In 1975, Herbert Benson of Harvard University wrote that to achieve a “relaxation response” you only need four ingredients. These included (a) a quiet place, (b) a comfortable position, (c) a mental device, and (d) a passive attitude. Benson’s relaxation response was, of course, roughly equivalent to the meditative mental state. His work presaged the mindfulness movement in psychotherapy. He identified a psychological place of exploration, discovery, and acceptance. His research linked the relaxation response to a variety of physiological and psychological benefits.

Carl Rogers and his daughter Natalie have often lamented that modern American therapists simply don’t understand person-centered counseling. As I watch students and professional therapists all-too-often engaging in premature problem-solving with clients, it’s easy to agree with Carl and Natalie. No one values listening much; it’s too slow and plodding for our caffeinated culture. Therapists wish to be helpful. Clients wish for solutions. And together they conspire to avoid whatever might lurk beneath the surface. At my present institution we even have a one-session group counseling experience called, “Feel Better Fast.” Perhaps what’s most amazing is that these explicit efforts to embrace and engage in the quick-fix are sometimes effective. This may be nothing more than a testimonial to the power of expectation and placebo.

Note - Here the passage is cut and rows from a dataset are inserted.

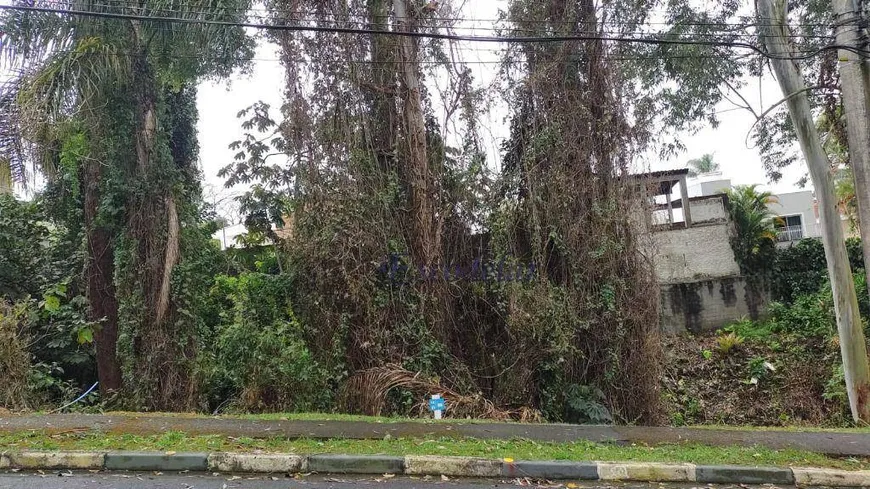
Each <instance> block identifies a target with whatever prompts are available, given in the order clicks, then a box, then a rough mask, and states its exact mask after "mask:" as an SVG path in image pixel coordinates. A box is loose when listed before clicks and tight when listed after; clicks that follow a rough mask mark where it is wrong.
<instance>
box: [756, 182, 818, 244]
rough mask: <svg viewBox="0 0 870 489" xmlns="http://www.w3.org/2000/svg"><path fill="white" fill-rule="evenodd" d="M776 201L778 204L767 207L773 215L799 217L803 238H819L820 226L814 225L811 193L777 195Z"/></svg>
mask: <svg viewBox="0 0 870 489" xmlns="http://www.w3.org/2000/svg"><path fill="white" fill-rule="evenodd" d="M776 199H777V201H778V202H776V203H774V204H770V205H769V206H768V209H770V211H771V212H772V213H773V214H775V215H777V216H783V217H784V216H794V215H799V216H801V227H802V229H803V237H805V238H818V237H821V235H822V233H821V229H820V226H819V225H818V224H817V223H816V212H815V209H814V205H813V203H814V200H815V199H814V197H813V192H812V191H810V190H801V191H798V192H788V193H784V194H779V195H777V196H776Z"/></svg>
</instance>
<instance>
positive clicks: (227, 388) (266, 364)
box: [208, 272, 333, 411]
mask: <svg viewBox="0 0 870 489" xmlns="http://www.w3.org/2000/svg"><path fill="white" fill-rule="evenodd" d="M289 289H290V283H289V280H288V278H287V276H286V275H267V274H261V273H254V272H248V273H243V274H242V275H240V276H238V277H227V276H220V277H218V279H217V281H216V284H215V286H214V289H213V291H212V294H213V295H214V296H215V297H216V298H218V299H221V300H224V301H226V302H227V303H228V308H227V309H226V310H225V312H223V313H222V323H221V324H220V325H219V326H218V329H217V331H216V334H215V340H214V348H213V351H214V358H213V367H212V369H211V372H210V376H209V385H208V391H209V392H210V394H211V403H212V405H213V406H218V407H220V406H222V405H225V404H227V403H234V405H235V406H234V407H236V408H238V409H243V410H247V411H276V410H280V411H301V410H312V409H313V410H323V409H326V408H328V407H329V405H330V402H331V401H332V394H333V389H331V388H330V387H329V386H328V385H327V380H328V379H327V377H328V376H327V374H326V372H325V371H324V369H322V368H321V367H320V366H319V364H318V362H317V361H315V359H314V358H313V357H312V355H311V353H310V351H309V349H308V347H307V345H306V342H305V339H304V338H303V331H302V328H301V326H300V324H299V322H298V321H297V320H296V318H295V316H294V314H293V310H292V307H291V305H290V303H289V299H288V292H289Z"/></svg>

But it’s equally likely that the help that happens comes primarily from two valid sources: First, clients may perceive their therapists as genuine and sincere. This is perhaps a small measure of Rogers’s person-centered congruence communicated through a fog of directive or solution-focused problem-solving. Second, some clients show up for therapy ready to learn. This is an example of Prochaska’s readiness to change—a pleasant situation wherein whatever stray skill that happens to graze the client’s psyche may be adopted, adapted, and applied, with some success, to the client’s particular life or problem. Obviously there are some good skills out there (including mindfulness meditation) and, as Otto Fenichel might have said—referring to psychoanalytic interpretations—timing is nearly everything.

Instead of indiscriminately engaging in procedures or firing off solutions, I wish that students and young professionals could step back and experience listening as meditation. I wish they could follow Benson’s advice and get comfortable, breathe deeply, and let their clients’ words into a quiet space. And while continuing to breathe, I wish for them to explore, discover, and accept what their clients are thinking, feeling, and experiencing.

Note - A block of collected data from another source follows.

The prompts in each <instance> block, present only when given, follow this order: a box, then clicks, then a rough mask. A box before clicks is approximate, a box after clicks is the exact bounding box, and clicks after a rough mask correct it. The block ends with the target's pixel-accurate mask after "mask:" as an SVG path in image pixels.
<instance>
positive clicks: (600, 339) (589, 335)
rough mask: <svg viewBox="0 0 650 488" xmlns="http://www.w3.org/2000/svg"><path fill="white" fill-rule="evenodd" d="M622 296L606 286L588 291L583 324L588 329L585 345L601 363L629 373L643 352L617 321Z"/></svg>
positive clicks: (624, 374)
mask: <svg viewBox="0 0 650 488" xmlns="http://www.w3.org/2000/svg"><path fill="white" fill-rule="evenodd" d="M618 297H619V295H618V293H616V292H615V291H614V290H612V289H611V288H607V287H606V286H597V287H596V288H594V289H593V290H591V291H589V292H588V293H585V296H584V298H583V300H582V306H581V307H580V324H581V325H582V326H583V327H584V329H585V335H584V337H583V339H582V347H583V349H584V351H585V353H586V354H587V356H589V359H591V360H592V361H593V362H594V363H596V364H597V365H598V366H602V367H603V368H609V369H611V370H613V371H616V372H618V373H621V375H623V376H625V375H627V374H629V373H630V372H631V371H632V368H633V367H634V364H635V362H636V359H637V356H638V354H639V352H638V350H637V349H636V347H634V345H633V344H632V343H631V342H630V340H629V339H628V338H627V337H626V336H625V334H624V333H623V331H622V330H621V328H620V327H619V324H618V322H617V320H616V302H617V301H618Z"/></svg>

Sometimes, when listening to therapy recordings with students I ask questions like:
  • Do you hear a value rising up in your client’s voice? Just listen and accept it and reflect it back.
  • Do you sense that your client is expressing perhaps a taste of bitterness mixed with unhappiness? If so, help your client hear and understand her or his own emotional state.
  • I wonder if you could tune into the call of the psychodynamic here; let the repeating interpersonal relationship patterns become clear; and then, collaboratively explore and discover with the client the nature, cost, and alternatives to these patterns, keeping your mutual and evidence-based goals in mind.
  • Do you notice in your client’s words the scent of the somatic or the spiritual? That’s okay, just notice it and then try to be the mirror that enables your client to see it right along with you.
Lately, the main message I’ve been trying to give my students, my supervisees, and myself is to integrate Benson’s and Rogers’s perspectives and use listening as meditation. The point is to let what the client says become the central focal point (Benson’s mental device). This is then followed with mindful acceptance and empathy, leading to a collaborative and interactive search for meaning or solutions or insight or behavioral prescriptions or cognitive reframing. And it ends with my conclusion that one of the coolest things about listening as meditation is that you can do it using virtually any theoretical perspective because excellence in the art of listening is the foundation that virtually all excellent therapists share.